De acordo com a atual disciplina legal relativa ao sancionamento de atos de improbidade administrativa, prevista na Lei nº 8.429/1992, com as alterações introduzidas pela Lei nº 14.230/2021,
- A)em regra, apenas condutas dolosas são passíveis de tipificação como ato de improbidade, prevendo-se a modalidade culposa apenas para atos que causem prejuízo ao erário em razão de imprudência no exercício de atividade econômica.
Errada: após a Lei 14.230/2021, a improbidade administrativa exige dolo, e não existe essa hipótese de culpa ligada a imprudência no exercício de atividade econômica.
- B)as sanções decorrentes de atos de improbidade administrativa estão sujeitas à prescrição, salvo em havendo comprovação de enriquecimento ilícito do agente público.
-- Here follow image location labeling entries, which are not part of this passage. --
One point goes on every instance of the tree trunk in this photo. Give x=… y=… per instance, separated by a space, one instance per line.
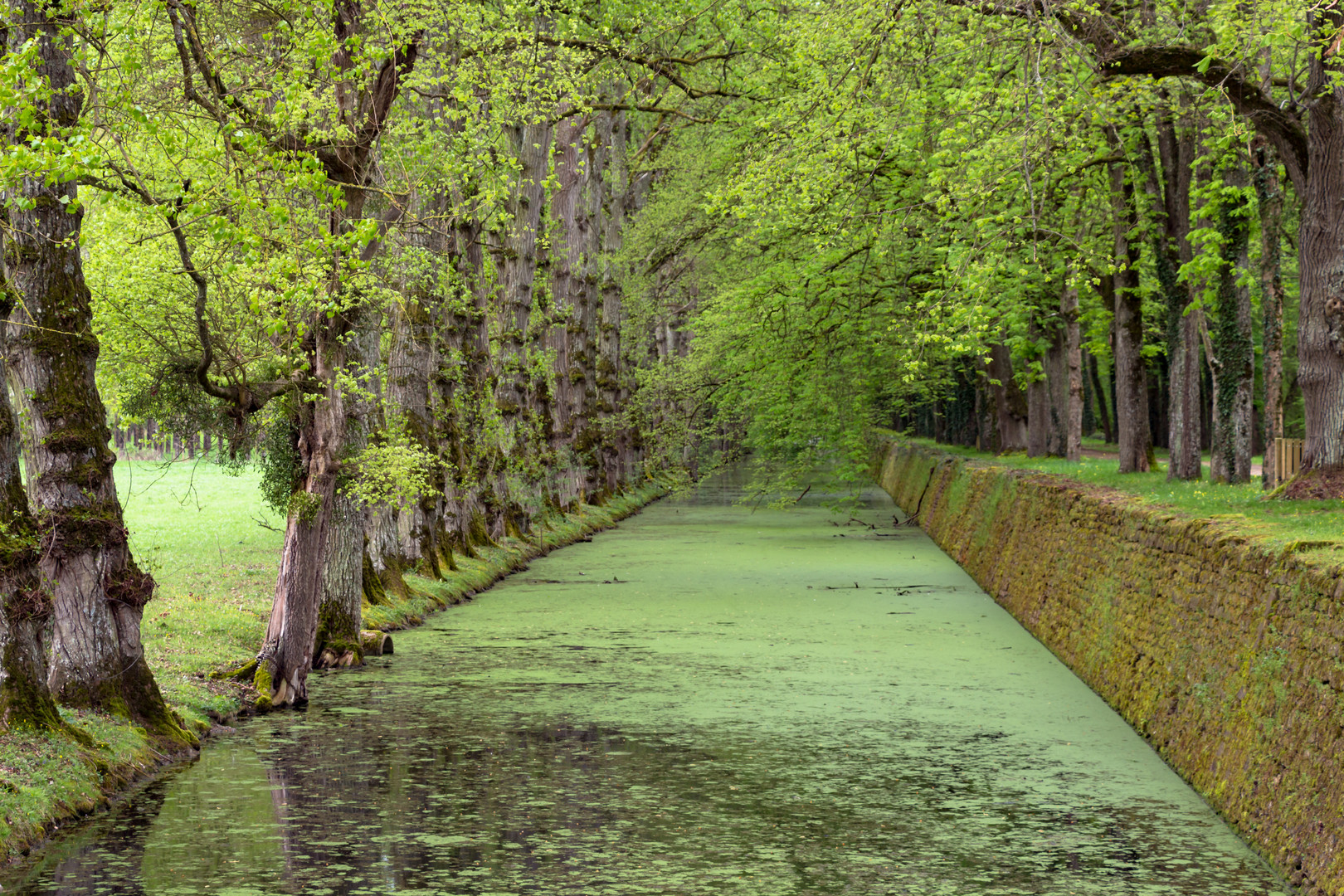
x=1136 y=448
x=409 y=367
x=572 y=256
x=1320 y=320
x=1074 y=363
x=1270 y=201
x=518 y=262
x=1011 y=412
x=1098 y=392
x=609 y=375
x=1171 y=250
x=24 y=603
x=286 y=653
x=97 y=659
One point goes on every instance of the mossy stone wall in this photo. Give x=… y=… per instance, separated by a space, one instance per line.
x=1225 y=655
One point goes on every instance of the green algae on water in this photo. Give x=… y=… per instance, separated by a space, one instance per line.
x=704 y=700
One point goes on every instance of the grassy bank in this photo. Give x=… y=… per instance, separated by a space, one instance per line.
x=1313 y=529
x=214 y=551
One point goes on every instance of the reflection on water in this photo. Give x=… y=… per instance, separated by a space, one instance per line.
x=702 y=702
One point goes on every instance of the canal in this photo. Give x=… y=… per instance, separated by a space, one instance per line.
x=704 y=700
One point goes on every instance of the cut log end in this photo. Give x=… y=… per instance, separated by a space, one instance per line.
x=375 y=644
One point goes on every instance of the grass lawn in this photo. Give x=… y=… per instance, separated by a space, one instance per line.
x=214 y=550
x=1315 y=529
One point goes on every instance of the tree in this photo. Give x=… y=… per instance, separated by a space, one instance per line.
x=99 y=592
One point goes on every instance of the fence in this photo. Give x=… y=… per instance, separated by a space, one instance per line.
x=1288 y=460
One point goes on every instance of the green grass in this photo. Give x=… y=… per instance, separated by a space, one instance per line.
x=1313 y=529
x=214 y=551
x=203 y=535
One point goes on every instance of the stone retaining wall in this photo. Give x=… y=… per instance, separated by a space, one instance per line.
x=1225 y=655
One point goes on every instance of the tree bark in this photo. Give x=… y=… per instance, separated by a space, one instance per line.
x=24 y=603
x=1176 y=152
x=616 y=441
x=1233 y=356
x=1270 y=201
x=518 y=441
x=1074 y=363
x=99 y=594
x=572 y=257
x=1320 y=320
x=1099 y=398
x=1011 y=412
x=1136 y=449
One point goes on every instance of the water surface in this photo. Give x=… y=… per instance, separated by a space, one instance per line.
x=704 y=700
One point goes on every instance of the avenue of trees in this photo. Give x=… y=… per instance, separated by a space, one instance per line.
x=444 y=268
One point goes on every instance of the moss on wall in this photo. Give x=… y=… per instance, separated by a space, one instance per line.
x=1225 y=655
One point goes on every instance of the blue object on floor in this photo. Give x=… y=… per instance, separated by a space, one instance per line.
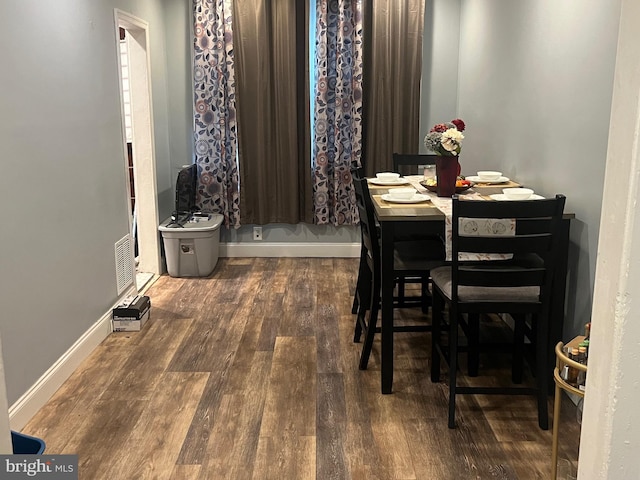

Errada: as ações de improbidade estão sujeitas à prescrição nos termos da lei, não havendo regra de imprescritibilidade pelo simples fato de existir enriquecimento ilícito.
- C)são sujeitos passivos de atos de improbidade as pessoas jurídicas integrantes da Administração direta e indireta, não configurando ato de improbidade condutas que causem prejuízo a entidades privadas subvencionadas pelo Poder Público.
Errada: a lei alcança também situações envolvendo entidades privadas que recebam subvenção, benefício ou incentivo do poder público, conforme o caso, então não é correto excluir essas hipóteses.
- D)apenas agentes públicos podem ser apenados por atos de improbidade administrativa, ficando os agentes privados que se beneficiaram do ato improbo sujeitos tão somente à devolução dos valores indevidamente auferidos e às penas previstas na legislação específica.
Errada: agentes privados que induzem, concorrem ou se beneficiam do ato ímprobo também podem responder por improbidade, e não apenas devolver valores ou sofrer sanções da legislação específica.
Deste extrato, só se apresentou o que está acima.